After reading all the reviews I can find, I am more confused than ever. I really like the CoPilot software because it is exactly the same as what I run on my laptop and I am very comfortable with it. Some of the reviews make the Nuvi line sound like it is not nearly as good as what I am used to, but I can't see spending $500+ for another unit.

Do any of my trusty, educated, extremely well versed and technologically gifted readers have any experience with a GPS they would recommend?


  1. I've heard a lot of good things about the Nuvi. I think Devon has one in his Prius.

    I have an older Garmin 2720 which is no good for a scooter. It's the last of the higher priced GPSs. You should be able to get a pretty good one for less than $300 now.

    I also have an old Garmin GPS III but it doesn't have any roads in it. It's good for connecting to a laptop or for use in a boat or off road. I have mounted that on my quad and my Yamaha.

    Bottom line though Garmin has always been very good in my experience. I bought the III probably 10 years or so ago and it still works well.

  2. Take a look at this month's Consumer Reports -- they evaluate lots of GPSs.

    I've been looking at the brand new Garmin Colorado series, though they are probably more useful for off road than for driving. They have 3D perspective of the terrain that you can tilt and rotate. They are a little pricy, though, and my old black and white Garmin eMap still works fine for what I do.
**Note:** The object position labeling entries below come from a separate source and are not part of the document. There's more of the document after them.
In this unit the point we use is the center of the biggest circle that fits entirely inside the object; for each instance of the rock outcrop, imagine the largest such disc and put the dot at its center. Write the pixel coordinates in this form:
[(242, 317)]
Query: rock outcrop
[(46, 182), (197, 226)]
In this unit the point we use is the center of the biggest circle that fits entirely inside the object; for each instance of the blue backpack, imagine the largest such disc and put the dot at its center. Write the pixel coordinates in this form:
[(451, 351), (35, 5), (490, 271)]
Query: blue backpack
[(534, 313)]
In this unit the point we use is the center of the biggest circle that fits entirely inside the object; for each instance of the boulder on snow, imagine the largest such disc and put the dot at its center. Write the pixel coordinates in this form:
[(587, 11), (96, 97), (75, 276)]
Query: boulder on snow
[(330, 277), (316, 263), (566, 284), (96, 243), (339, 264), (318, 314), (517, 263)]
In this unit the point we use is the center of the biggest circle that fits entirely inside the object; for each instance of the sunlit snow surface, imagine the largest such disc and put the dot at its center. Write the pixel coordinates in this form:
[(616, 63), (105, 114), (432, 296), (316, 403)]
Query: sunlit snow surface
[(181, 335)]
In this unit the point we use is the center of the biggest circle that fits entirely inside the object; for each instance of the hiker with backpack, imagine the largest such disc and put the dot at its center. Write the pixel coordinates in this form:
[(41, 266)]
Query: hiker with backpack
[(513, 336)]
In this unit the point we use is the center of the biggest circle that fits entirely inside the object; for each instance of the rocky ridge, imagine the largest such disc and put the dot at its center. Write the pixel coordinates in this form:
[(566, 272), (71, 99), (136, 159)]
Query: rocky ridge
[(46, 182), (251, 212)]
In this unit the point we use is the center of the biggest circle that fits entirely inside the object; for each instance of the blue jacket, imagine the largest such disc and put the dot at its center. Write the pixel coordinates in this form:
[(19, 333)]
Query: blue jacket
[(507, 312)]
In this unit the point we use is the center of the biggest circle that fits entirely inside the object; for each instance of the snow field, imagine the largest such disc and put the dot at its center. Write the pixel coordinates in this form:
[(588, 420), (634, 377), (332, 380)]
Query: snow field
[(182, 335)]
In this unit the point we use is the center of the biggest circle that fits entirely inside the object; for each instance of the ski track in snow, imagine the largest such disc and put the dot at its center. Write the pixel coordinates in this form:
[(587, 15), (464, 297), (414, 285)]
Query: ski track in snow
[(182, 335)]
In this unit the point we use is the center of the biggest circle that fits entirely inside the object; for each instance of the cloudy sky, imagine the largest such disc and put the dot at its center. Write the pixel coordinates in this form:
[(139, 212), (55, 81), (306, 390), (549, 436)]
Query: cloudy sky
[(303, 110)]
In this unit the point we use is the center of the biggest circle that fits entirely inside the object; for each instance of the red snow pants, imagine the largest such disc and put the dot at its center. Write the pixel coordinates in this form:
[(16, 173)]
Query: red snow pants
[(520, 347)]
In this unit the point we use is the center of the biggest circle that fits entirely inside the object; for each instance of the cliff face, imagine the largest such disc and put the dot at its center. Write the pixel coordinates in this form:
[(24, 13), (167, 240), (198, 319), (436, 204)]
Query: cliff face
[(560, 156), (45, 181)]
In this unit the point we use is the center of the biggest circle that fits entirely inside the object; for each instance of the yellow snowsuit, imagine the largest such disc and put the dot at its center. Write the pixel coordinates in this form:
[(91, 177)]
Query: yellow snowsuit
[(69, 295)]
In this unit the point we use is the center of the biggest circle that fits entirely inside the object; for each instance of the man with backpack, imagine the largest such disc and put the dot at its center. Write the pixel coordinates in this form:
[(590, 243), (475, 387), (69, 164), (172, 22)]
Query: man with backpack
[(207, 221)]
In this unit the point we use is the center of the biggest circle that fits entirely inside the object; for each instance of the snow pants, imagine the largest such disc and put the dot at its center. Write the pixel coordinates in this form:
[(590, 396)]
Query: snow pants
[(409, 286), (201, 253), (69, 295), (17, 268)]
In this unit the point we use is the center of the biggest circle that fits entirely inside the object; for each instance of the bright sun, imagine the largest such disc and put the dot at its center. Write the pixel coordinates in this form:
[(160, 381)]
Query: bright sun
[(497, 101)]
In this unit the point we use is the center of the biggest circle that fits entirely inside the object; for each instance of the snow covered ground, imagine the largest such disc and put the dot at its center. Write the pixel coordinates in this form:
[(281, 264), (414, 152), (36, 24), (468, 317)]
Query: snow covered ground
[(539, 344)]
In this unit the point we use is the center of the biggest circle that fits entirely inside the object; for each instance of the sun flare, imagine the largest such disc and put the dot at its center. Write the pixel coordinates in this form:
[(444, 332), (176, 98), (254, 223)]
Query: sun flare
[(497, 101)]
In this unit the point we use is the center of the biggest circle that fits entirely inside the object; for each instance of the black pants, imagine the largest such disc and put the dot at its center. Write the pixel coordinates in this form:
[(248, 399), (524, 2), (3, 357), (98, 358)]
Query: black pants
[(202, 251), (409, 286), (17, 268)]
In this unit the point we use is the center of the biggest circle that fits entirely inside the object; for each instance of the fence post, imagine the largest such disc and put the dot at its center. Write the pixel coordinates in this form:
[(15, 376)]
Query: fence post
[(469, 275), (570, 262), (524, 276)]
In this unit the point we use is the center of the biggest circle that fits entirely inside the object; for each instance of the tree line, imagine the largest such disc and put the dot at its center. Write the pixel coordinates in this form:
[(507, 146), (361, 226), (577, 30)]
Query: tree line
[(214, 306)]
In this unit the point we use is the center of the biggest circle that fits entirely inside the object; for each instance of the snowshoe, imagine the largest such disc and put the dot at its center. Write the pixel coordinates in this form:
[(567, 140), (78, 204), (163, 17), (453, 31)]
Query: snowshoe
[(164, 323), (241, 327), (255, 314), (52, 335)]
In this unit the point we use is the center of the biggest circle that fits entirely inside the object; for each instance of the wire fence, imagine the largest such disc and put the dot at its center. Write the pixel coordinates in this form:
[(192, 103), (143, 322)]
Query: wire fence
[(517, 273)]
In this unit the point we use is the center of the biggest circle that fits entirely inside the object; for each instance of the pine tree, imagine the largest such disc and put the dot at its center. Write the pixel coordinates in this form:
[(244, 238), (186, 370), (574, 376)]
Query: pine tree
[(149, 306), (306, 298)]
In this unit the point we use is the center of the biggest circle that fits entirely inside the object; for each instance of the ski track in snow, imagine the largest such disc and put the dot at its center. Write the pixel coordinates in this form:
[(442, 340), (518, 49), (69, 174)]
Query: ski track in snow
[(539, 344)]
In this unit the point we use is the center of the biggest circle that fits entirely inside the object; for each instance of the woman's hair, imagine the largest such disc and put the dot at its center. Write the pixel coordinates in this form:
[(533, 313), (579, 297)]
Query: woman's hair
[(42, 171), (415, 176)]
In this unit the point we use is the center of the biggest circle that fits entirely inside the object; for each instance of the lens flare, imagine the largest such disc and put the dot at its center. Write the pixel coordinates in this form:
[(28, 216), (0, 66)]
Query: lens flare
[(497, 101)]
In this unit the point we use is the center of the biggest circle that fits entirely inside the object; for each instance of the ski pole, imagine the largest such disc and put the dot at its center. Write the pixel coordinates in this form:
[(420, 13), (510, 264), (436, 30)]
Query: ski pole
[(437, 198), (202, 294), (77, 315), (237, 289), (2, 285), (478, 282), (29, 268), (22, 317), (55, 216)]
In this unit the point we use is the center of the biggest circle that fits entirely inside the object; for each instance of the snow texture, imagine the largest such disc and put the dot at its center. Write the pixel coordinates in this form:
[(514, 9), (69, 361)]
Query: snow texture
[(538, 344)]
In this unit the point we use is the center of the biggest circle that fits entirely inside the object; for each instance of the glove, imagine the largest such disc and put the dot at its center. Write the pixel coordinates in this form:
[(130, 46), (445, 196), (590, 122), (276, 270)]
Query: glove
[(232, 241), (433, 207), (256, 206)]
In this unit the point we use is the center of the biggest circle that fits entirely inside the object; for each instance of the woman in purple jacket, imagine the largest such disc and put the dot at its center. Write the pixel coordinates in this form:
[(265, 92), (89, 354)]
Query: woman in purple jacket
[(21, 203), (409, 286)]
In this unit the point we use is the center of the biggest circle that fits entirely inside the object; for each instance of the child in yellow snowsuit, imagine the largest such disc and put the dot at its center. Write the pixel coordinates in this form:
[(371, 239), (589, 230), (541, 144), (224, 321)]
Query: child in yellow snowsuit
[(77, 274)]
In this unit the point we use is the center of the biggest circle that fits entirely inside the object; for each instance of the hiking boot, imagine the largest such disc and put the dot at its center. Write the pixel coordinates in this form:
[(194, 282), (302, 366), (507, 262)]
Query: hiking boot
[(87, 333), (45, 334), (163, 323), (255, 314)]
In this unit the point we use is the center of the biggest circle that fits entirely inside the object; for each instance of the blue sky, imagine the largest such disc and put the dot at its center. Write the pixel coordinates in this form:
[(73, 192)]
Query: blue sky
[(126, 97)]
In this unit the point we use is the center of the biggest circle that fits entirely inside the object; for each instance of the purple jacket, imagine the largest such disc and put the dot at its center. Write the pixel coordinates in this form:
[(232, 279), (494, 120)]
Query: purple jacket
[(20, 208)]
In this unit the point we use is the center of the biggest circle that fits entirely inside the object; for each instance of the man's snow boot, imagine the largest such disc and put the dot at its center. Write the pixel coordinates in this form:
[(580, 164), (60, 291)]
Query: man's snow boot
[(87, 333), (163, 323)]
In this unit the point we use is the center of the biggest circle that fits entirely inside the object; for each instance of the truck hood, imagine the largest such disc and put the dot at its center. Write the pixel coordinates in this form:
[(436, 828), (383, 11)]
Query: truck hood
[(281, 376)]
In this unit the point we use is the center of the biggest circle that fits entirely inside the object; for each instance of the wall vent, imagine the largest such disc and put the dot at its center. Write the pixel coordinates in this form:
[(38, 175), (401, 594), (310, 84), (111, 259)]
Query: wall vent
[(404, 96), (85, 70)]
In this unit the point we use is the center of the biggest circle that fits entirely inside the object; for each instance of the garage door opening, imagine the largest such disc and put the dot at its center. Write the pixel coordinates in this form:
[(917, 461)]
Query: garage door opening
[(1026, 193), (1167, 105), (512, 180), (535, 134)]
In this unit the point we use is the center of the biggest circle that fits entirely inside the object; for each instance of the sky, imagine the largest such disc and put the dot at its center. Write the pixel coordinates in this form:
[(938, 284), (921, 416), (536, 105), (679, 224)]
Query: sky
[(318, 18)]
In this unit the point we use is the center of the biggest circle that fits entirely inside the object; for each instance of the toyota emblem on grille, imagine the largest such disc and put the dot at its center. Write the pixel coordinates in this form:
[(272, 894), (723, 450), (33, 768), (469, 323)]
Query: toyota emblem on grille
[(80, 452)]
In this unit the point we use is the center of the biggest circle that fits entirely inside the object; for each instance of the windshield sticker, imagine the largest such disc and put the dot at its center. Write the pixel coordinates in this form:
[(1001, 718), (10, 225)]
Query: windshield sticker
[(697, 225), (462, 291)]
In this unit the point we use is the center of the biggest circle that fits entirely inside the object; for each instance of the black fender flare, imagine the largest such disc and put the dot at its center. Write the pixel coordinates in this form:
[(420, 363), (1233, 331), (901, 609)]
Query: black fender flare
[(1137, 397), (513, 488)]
  3. Did you figure out which one you are going to get?

  4. Thanks for the suggestions and the email information as well. I did purchase a Nuvi 200. It was on sale this week at Best Buy for $169. It seems like a fine unit, although not as sophisticated by any means as Co-Pilot which I use on my laptop. The biggest drawback I have found is that it only provides for one way point. I am used to unlimited way points that allow me to tailor my routes to my liking.

    I used it on the scooter today and it did a fine job of directing me where it should. I just used industrial strength Velcro to attach it to my bike, but I will need to purchase a good mount that will hold it vertical. I could not read it when the sun was shinning directly on it because the screen is designed to be viewed head on or from slightly above, and I was viewing it from below.

  5. That's really weird because the Garmin site says it has 500 waypoints.


  6. Here's what I would suggest for holding your GPS on your bike.


    I have a RAM mount for my GPS III that allows me to put it on either my bike or my quad. It's a ball mount and it holds it really steady and fairly easy to take on and off.

  7. Don -- That is the one I have been planning on getting. Did you get the kind that bolts to the brake fluid reservoir or the clamp for the handle bar or ? Did you have to order it from somewhere or did your cycle shop have it?

  8. I got the one that clamps to the handlebar and I had to order it on the internet.

  9. Thanks for the info. I guess I will order it on the web. In doing some research I have found that a lot of guys with Burgmans are using the RAM ball that mounts with screws or bolts to the plastic over the handlebars. With a decent washer backer it makes a clean and secure installation. I think I will go that way. My handlebars are completely covered with plastic.

    The Garmin specs regarding the number of way points is misleading. They are talking about the number of favorite locations or recently searched destinations that can be stored. When in navigating mode you can only have one destination and one way point or "via" as they call it, active at any time. There is considerable discussion about this in the forums and is generally regarded as the major limitation of this particular GPS.

    A work around to the one way point capability would be to create the waypoints as favorite locations, then select a new via each time you reach one. That essentially would break the whole trip into many smaller trips. It is not something I would want to do while riding, but it would work.